PARIS: Emmanuel Macron a promis, dans une vidéo diffusée samedi par BFMTV, que le gouvernement engagerait "la procédure accélérée" pour que le texte sur l'interdiction des réseaux sociaux aux moins de 15 ans soit rapidement adopté par le Parlement et puisse entrer en vigueur à la rentrée prochaine.

"J'ai demandé au gouvernement d'engager la procédure accélérée pour que ça puisse aller le plus vite possible, que ça puisse passer au Sénat. Parce que ce que je veux faire, l'engagement que j'ai pris d'ailleurs dans un de mes débats en province avec la presse quotidienne régionale, c'est que ce soit applicable à la rentrée prochaine", déclare le chef de l'Etat dans cette vidéo où il se filme lui-même, visiblement depuis l'Elysée.

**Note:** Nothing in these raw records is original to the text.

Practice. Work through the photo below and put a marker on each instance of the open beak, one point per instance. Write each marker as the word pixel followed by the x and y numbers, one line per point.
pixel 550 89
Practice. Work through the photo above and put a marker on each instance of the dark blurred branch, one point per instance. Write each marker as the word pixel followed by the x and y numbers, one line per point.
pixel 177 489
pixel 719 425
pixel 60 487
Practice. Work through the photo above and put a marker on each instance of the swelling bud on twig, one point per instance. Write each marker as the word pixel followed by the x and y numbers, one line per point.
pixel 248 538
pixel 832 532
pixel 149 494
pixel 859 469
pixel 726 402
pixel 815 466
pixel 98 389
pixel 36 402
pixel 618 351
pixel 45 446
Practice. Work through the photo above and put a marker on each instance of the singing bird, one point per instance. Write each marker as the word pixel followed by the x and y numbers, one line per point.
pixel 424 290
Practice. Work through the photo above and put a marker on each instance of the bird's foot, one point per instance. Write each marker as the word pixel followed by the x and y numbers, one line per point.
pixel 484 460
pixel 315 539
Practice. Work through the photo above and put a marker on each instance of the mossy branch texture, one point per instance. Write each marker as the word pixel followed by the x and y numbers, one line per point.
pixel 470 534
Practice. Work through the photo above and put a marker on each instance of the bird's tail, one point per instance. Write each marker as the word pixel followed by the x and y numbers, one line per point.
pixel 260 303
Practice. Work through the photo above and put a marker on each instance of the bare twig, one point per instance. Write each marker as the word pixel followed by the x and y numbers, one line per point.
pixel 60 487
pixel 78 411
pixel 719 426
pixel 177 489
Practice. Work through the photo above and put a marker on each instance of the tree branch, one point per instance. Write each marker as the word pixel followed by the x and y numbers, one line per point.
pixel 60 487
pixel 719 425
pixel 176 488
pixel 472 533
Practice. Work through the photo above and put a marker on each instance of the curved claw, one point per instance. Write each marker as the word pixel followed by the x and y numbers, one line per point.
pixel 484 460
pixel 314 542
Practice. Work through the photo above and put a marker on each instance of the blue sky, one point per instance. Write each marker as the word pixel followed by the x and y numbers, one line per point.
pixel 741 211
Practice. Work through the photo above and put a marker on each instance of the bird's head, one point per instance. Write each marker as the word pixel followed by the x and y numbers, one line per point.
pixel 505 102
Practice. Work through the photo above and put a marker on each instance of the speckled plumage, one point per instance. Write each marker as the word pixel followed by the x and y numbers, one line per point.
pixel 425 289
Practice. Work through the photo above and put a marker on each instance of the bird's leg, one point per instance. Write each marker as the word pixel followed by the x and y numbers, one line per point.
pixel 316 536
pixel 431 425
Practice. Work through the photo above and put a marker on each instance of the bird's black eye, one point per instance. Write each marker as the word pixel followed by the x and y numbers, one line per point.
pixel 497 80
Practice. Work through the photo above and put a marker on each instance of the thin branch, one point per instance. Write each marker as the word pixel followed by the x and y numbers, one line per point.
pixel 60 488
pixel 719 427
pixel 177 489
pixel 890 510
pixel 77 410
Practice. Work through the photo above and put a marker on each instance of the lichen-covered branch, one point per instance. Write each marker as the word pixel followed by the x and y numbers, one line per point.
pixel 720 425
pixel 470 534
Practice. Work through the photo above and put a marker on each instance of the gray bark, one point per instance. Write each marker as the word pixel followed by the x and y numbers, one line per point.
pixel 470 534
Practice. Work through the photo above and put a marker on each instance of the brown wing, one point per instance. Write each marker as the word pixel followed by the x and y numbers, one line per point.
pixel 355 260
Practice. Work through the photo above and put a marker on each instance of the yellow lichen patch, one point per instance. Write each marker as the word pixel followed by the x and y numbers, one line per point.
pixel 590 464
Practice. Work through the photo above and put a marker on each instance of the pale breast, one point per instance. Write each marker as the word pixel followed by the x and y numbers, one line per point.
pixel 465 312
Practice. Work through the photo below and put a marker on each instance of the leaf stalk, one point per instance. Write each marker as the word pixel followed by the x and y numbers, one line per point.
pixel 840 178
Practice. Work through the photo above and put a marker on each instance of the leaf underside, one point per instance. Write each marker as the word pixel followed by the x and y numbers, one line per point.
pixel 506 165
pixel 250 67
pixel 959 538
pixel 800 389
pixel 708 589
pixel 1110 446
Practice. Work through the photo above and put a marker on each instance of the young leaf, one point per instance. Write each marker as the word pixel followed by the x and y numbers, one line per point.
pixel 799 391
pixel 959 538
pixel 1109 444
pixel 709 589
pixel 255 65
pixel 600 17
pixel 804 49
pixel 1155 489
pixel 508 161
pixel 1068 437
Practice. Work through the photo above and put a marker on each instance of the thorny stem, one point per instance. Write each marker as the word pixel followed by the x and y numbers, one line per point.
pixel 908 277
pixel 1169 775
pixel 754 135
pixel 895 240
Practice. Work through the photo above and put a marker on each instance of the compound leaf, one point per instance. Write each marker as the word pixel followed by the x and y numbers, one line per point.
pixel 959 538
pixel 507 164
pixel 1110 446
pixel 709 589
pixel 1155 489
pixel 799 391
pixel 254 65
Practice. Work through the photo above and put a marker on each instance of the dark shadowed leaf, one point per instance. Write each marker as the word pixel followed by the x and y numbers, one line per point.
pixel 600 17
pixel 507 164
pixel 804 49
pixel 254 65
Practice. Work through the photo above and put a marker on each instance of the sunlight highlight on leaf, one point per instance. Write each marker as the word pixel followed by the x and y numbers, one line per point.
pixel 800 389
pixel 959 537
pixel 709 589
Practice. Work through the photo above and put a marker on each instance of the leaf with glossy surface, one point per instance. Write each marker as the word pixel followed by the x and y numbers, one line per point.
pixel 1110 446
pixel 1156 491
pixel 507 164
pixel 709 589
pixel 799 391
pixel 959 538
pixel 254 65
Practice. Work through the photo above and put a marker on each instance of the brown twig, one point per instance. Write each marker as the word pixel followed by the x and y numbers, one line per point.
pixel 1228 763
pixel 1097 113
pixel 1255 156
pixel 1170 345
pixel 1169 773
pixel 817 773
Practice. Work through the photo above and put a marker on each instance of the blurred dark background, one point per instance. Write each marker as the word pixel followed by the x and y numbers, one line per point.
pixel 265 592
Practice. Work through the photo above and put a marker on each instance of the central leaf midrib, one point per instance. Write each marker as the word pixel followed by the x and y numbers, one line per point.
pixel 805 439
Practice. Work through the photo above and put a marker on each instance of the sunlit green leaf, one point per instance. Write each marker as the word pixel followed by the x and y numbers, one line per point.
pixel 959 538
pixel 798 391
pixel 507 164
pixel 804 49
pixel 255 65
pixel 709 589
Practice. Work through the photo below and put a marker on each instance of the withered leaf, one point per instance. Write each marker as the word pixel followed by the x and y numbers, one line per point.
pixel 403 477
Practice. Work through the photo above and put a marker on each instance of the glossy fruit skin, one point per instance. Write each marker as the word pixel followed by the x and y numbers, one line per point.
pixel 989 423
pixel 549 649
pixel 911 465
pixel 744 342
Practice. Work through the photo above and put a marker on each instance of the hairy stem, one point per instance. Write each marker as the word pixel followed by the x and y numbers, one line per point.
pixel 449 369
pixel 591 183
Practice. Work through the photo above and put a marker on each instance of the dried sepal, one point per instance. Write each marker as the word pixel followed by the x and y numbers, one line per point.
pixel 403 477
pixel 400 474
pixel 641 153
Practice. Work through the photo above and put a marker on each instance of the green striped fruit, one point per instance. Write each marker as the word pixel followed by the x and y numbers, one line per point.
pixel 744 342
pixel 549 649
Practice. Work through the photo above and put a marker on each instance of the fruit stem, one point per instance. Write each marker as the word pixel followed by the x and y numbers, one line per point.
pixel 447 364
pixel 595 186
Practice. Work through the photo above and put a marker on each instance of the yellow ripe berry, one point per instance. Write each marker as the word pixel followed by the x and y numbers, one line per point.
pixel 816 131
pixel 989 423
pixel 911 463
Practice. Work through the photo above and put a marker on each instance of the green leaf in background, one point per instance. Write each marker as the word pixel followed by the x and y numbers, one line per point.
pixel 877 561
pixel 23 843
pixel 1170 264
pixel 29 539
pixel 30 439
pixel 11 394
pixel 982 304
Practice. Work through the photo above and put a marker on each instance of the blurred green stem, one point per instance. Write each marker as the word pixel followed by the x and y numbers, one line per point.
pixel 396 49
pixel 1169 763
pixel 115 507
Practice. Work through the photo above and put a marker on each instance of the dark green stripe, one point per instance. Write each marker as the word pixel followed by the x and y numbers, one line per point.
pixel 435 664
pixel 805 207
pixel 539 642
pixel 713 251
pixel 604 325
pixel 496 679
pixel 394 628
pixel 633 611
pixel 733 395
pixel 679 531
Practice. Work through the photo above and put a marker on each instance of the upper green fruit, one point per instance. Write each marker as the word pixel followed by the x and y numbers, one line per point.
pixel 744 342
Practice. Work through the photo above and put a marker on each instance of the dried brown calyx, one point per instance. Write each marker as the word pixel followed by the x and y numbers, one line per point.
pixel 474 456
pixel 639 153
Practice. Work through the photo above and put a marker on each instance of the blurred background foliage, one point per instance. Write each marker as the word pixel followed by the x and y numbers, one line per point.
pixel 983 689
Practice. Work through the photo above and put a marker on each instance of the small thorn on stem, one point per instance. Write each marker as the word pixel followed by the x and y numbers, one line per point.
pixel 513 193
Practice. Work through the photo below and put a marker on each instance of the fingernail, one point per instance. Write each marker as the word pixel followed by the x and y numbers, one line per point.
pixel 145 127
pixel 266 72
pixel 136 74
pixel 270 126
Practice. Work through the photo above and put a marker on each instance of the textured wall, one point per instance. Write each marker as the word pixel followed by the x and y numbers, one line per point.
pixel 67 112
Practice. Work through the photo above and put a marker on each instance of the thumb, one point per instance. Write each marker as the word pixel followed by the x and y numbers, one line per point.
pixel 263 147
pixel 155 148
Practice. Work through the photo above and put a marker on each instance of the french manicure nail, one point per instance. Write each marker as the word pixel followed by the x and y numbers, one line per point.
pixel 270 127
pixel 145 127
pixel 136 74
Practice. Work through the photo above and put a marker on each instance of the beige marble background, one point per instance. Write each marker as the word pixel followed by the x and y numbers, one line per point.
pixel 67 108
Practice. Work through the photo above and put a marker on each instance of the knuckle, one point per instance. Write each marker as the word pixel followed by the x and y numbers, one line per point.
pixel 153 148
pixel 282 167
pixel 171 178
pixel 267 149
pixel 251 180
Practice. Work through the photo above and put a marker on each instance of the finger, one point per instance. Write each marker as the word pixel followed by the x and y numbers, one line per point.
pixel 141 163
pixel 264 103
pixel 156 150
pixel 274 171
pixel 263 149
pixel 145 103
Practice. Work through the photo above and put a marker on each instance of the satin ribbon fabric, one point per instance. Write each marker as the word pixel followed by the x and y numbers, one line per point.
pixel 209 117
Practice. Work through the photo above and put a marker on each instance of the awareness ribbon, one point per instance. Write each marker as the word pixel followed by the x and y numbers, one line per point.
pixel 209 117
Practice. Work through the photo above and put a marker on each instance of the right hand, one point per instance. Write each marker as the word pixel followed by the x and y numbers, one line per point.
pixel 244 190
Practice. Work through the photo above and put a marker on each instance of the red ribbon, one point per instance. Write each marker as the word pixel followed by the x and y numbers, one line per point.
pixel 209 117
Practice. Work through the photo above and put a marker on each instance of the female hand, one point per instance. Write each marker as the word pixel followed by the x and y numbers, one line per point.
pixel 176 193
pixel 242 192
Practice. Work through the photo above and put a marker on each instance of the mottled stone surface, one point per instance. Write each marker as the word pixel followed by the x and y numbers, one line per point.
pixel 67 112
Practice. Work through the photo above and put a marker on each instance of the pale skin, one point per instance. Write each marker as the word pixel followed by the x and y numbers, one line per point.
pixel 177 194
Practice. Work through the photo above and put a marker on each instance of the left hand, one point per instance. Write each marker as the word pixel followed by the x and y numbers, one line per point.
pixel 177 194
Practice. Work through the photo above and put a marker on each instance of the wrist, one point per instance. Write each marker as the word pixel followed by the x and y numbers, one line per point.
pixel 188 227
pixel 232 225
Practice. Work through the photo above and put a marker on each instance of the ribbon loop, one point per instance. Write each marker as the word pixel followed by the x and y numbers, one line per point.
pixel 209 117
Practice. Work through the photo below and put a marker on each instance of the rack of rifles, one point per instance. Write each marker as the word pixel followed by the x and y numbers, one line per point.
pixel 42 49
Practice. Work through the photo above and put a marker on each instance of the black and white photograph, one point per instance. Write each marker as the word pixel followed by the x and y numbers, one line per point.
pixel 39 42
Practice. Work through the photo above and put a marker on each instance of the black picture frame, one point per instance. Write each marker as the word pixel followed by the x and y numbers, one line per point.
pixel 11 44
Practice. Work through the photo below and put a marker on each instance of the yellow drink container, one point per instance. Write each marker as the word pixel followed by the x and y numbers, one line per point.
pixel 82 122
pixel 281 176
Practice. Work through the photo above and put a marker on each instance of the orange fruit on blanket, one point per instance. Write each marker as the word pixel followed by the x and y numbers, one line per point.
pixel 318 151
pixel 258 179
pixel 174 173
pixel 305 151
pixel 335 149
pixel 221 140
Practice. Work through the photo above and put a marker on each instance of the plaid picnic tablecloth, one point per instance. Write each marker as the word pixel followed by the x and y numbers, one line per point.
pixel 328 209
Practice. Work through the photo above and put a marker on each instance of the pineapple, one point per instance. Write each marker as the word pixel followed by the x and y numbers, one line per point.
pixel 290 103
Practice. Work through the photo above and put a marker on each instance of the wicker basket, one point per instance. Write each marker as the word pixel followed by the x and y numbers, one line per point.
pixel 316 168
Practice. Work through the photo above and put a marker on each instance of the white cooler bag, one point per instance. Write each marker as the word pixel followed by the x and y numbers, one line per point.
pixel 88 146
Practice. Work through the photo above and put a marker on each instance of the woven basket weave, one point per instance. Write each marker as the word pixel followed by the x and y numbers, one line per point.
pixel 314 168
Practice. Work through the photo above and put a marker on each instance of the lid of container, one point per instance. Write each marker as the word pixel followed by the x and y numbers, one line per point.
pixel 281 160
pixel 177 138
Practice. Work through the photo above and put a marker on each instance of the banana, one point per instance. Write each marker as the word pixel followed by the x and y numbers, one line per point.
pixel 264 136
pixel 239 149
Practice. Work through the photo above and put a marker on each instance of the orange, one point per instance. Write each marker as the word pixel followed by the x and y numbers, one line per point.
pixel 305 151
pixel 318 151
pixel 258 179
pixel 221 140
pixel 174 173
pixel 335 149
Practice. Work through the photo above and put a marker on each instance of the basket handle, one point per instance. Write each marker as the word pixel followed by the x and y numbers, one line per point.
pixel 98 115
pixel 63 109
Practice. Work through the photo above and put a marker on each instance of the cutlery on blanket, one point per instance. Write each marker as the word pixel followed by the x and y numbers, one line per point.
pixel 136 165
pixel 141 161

La "procédure accélérée" d'examen, au Parlement, d'un texte permet selon la Constitution une entrée en vigueur rapide de ce dernier.

Selon la présidence, interrogée par l'AFP, le président de la République a adressé cette  vidéo à la députée Renaissance Laure Miller, qui défend le texte qui sera étudié à partir de lundi dans l'hémicycle de l'Assemblée nationale.

"On interdit les réseaux sociaux au moins de 15 ans et on va interdire les portables dans nos lycées. Je crois que c'est une règle claire, claire pour nos adolescents, claire pour les familles, claire pour les enseignants, et on avance", déclare encore Emmanuel Macron sur cet enregistrement.

"Le cerveau de nos enfants et de nos adolescents n'est pas à vendre. Les émotions de nos enfants et de nos adolescents ne sont pas à vendre ou à manipuler, ni par les plateformes américaines, ni par les algorithmes chinois", ajoute Emmanuel Macron, qui porte dans la vidéo les lunettes de soleil avec lesquelles il a été vu ces derniers jours.

La proposition de loi du groupe Renaissance entend aussi étendre l'interdiction, dès la rentrée 2026, des téléphones portables pour les élèves au lycée comme dans les écoles et collèges.